The thing about CCF this year is that people are missing. Over the past year and a half, five lovely souls from that special place have departed leaving our hearts in a state of swiss cheese holeyness. Linda Pisacano, Pat Restivo, Gary and Val Bufkins, and most recently Yvonne Reiter. This is where I start crying on my keyboard because my breath is short as I think about how much I love these dear friends and will miss their presence. The church I grew up in has about 100 people in it who’ve been there for years and have seen the “kids” in my generation grow up from the time we were a foot tall. CCF ruined me on other churches forever, especially the fake evangelical kind throughout much of the South, because I have never seen a group of people more genuinely love Jesus in all my life. For all their faults and weirdnesses about women in leadership, this church has been a support system like no other.
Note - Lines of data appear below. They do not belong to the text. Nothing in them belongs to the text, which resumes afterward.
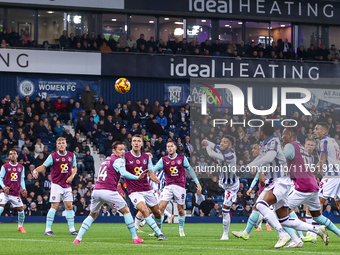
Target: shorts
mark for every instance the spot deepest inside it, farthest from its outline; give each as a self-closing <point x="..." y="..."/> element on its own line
<point x="281" y="192"/>
<point x="310" y="199"/>
<point x="148" y="197"/>
<point x="175" y="192"/>
<point x="330" y="187"/>
<point x="58" y="192"/>
<point x="102" y="196"/>
<point x="230" y="194"/>
<point x="15" y="201"/>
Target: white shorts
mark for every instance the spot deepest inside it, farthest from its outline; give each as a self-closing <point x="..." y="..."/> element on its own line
<point x="310" y="199"/>
<point x="148" y="197"/>
<point x="15" y="201"/>
<point x="281" y="192"/>
<point x="58" y="192"/>
<point x="330" y="187"/>
<point x="175" y="192"/>
<point x="112" y="198"/>
<point x="230" y="194"/>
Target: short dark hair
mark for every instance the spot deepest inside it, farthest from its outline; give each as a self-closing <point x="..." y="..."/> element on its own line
<point x="267" y="129"/>
<point x="292" y="130"/>
<point x="116" y="143"/>
<point x="324" y="125"/>
<point x="172" y="142"/>
<point x="230" y="138"/>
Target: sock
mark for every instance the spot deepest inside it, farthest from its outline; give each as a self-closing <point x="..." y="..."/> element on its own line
<point x="153" y="225"/>
<point x="293" y="215"/>
<point x="50" y="219"/>
<point x="309" y="220"/>
<point x="292" y="234"/>
<point x="21" y="218"/>
<point x="270" y="216"/>
<point x="167" y="214"/>
<point x="70" y="220"/>
<point x="253" y="218"/>
<point x="298" y="224"/>
<point x="84" y="227"/>
<point x="129" y="223"/>
<point x="181" y="221"/>
<point x="137" y="221"/>
<point x="322" y="220"/>
<point x="159" y="222"/>
<point x="226" y="221"/>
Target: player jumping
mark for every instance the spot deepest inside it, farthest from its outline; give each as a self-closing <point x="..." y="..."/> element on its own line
<point x="105" y="191"/>
<point x="63" y="168"/>
<point x="140" y="191"/>
<point x="174" y="166"/>
<point x="12" y="177"/>
<point x="227" y="179"/>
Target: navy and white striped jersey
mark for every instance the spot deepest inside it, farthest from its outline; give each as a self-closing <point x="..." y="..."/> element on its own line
<point x="330" y="146"/>
<point x="272" y="161"/>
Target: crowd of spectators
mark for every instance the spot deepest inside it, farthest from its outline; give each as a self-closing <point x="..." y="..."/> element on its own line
<point x="280" y="49"/>
<point x="32" y="127"/>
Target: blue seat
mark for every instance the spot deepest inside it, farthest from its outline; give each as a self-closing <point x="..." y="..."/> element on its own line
<point x="189" y="197"/>
<point x="219" y="198"/>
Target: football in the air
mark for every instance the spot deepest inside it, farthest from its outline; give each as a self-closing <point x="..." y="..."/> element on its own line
<point x="122" y="85"/>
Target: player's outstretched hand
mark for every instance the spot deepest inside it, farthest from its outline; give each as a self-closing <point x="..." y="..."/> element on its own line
<point x="6" y="190"/>
<point x="24" y="192"/>
<point x="142" y="175"/>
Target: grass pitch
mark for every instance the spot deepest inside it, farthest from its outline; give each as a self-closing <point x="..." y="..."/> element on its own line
<point x="115" y="238"/>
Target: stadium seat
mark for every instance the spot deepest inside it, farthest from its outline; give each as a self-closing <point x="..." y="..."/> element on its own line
<point x="189" y="197"/>
<point x="219" y="198"/>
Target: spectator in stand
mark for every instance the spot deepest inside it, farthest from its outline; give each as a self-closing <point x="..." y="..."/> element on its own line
<point x="131" y="42"/>
<point x="216" y="211"/>
<point x="333" y="50"/>
<point x="58" y="129"/>
<point x="76" y="110"/>
<point x="141" y="41"/>
<point x="60" y="110"/>
<point x="105" y="48"/>
<point x="206" y="206"/>
<point x="87" y="100"/>
<point x="312" y="52"/>
<point x="64" y="40"/>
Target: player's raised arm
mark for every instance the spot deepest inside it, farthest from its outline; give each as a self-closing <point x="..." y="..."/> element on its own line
<point x="74" y="170"/>
<point x="48" y="162"/>
<point x="119" y="166"/>
<point x="158" y="166"/>
<point x="192" y="173"/>
<point x="2" y="176"/>
<point x="23" y="184"/>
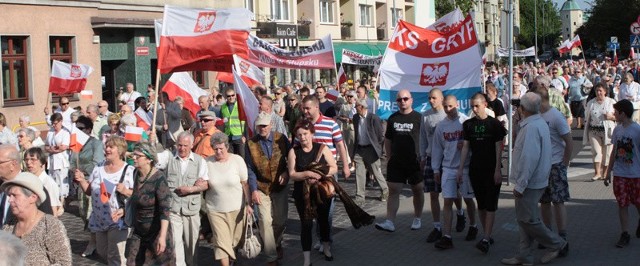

The way they lift each other up during these hard times, and call each other on the prayer chain list when something happens, it’s all so lovingly done. I have moved very far away from Mattituck, but it’s still deeply present in my heart, and these people who celebrated with us at our wedding are not merely people I grew up with, but they are extended family who I love dearly and still make an effort to see when I go home. The fact that five of them are no longer with us breaks me up. It brings to mind once again the analogy of sea glass, how we are all in this vast ocean of life, being tossed upon rocks, weathering storms, and somehow becoming more beautifully softened in the process.
I don’t know what the next year will bring, but this one has left me full and empty and filled up again. Another friend has cancer. I pray and I stop and try to start again, but I know God gets it. When I want to scream WTF to the Heavens and cry till there is just nothing left in me, my solace is that God sees the suffering in this world. I can’t answer any of the questions as to why he just doesn’t take it all away, but I read Anne Lamott books and that’s just as good. I find authentic people who are real and genuine and raw and we talk about all the sticky questions and try to hone our faith so we can stand upright in this very crooked world. I hug Rob and snuggle with my cats because sometimes a cat is all you need. And books. My love for reading has come back with a vengeance now that I have time again. I look at the bookshelf and hope I am alive long enough to read all these incredible books and never ever stop learning. To write this stuff that overflows out of my heart in a semblance of phrases that make sense and connect with anyone who takes the time to read them. A year…it brings to mind the song from Rent.